Neither of his companions noticed. Shiner was preoccupied with the mysterious "Black Tide," and Bodean Gazzer was brimming with theories. Both men were shaken by the scene inside the ransacked apartment, and chatting about niggers and communists seemed to steady their nerves. An even flow of conversation also preserved the illusion of a calm orderly flight, when in fact Bode had no plan beyond running like hell. They were being pursued; chased by an unknown evil. Bode's instinct was to hide someplace remote and out of reach, and to get there as fast as possible. Shiner's naive and breathless queries, which otherwise would have provoked the harshest sarcasm, now worked as a tonic by affirming for Bode his role as the militia's undisputed leader. Although he hadn't the foggiest clue who the Black Tide was, Bode gave the full weight of his authority to wild speculation. This kept his mind busy and his spirits up, and Shiner hung on every word. Chub's lack of participation was of small concern, for Bode was accustomed to his partner's nodding off.

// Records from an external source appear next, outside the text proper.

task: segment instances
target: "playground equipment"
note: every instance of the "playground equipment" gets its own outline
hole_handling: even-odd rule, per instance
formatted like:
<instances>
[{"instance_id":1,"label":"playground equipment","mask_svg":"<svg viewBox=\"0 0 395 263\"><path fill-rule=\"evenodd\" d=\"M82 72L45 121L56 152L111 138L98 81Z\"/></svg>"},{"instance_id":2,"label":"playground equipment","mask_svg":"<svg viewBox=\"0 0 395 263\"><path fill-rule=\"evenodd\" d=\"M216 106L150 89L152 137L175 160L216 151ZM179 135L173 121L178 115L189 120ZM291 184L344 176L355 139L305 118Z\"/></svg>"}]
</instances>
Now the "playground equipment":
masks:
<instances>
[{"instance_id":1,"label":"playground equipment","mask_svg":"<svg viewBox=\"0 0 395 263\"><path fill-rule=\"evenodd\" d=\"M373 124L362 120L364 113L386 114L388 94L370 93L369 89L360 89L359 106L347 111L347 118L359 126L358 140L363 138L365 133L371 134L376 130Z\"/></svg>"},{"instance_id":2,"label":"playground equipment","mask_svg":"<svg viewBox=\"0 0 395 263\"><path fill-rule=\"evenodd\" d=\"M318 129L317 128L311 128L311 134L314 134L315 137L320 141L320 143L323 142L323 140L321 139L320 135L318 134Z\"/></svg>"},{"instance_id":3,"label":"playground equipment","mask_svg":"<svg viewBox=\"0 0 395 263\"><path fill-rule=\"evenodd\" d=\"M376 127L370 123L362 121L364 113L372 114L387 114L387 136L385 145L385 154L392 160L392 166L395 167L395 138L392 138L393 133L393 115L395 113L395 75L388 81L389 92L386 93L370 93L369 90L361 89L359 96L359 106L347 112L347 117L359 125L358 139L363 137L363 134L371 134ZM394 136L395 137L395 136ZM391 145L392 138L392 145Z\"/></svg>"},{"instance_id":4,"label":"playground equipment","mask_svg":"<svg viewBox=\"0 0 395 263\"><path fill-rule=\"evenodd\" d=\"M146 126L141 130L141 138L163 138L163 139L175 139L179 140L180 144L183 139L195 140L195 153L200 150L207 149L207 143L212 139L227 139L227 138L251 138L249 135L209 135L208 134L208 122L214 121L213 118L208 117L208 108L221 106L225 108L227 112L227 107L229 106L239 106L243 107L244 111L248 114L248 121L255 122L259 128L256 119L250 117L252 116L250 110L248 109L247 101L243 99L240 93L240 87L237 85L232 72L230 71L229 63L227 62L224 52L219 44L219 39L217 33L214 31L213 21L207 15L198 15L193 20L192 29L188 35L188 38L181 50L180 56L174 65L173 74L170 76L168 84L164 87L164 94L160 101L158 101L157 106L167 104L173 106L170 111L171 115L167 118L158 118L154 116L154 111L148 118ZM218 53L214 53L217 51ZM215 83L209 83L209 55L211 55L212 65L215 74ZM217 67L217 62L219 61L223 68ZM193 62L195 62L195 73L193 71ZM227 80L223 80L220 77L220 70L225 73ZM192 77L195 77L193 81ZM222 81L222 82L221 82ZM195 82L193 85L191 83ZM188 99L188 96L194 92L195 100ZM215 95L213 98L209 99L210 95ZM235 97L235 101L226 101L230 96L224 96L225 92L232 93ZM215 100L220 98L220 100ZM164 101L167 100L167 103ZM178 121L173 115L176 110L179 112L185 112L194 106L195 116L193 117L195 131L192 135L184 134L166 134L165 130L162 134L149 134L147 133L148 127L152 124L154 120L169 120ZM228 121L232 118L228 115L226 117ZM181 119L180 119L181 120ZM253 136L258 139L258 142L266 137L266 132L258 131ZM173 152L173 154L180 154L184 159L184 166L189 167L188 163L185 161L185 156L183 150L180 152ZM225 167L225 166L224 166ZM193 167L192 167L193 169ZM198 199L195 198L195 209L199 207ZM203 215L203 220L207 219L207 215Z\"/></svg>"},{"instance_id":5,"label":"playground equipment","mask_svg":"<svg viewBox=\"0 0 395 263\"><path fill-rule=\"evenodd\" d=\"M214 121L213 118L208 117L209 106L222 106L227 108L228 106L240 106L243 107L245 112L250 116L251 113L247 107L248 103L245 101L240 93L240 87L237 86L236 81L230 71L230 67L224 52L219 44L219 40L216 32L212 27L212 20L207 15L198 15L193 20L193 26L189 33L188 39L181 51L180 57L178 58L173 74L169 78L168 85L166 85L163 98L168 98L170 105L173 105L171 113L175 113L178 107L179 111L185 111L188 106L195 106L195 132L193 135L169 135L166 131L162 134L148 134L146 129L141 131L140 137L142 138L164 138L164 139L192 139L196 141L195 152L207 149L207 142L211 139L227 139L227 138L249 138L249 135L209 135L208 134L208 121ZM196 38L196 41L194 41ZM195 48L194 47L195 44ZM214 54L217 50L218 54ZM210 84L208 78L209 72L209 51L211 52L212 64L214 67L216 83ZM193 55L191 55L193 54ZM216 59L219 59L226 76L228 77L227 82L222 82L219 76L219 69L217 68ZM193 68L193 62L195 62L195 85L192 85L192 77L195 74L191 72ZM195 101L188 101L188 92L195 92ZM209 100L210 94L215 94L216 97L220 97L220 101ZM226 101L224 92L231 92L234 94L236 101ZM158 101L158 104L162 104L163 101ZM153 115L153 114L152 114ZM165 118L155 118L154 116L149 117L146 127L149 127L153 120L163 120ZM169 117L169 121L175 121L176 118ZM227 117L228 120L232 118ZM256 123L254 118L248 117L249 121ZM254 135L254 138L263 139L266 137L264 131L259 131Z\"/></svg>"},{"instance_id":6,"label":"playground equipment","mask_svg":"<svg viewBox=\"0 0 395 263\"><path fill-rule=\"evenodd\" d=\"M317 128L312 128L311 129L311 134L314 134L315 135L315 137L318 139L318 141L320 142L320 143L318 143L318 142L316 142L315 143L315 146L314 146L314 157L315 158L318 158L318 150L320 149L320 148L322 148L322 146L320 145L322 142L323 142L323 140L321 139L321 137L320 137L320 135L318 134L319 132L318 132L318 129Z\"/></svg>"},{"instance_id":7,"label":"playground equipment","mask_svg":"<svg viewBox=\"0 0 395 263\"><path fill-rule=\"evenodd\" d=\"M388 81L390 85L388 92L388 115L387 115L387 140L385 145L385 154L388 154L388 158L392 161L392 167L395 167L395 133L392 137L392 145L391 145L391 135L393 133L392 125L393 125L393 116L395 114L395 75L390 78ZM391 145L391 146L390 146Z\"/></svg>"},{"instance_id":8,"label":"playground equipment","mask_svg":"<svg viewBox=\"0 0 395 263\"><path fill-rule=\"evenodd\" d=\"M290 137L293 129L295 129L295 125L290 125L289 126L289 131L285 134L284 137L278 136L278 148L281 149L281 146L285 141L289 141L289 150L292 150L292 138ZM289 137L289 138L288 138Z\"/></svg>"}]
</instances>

He was therefore flabbergasted to feel the gun barrel at the base of his neck. Shiner (who'd detected Chub's arm slipping behind the seat and figured he was just stretching) jerked at a sharp noise near his left ear – the click of the hammer being cocked. He turned only enough to see the Colt Python pointed at the colonel. "Pull over," Chub said.

"What for?" Bode asked.

"Yer own good."

As soon as his partner stopped the truck, Chub eased down the hammer of the gun. "Son," he said to Shiner, "I got another mission for you. Provided you wanna stay in the brotherhood."

Shiner flinched like a spanked puppy; he'd thought his place in the White Clarion Aryans was solid.

"It's no sweat," Chub was saying. "You'll dig it." He stepped out of the pickup and motioned with the gun for Shiner to do the same.

Being half drunk and exhausted did not affect Bodean Gazzer's low threshold of annoyance. Chain of command obviously meant nothing to Chub; the goon operated on blood impulse and reckless emotion. If it continued, they'd all end up in maximum security at Raiford – not the ideal venue for a white-supremacy crusade.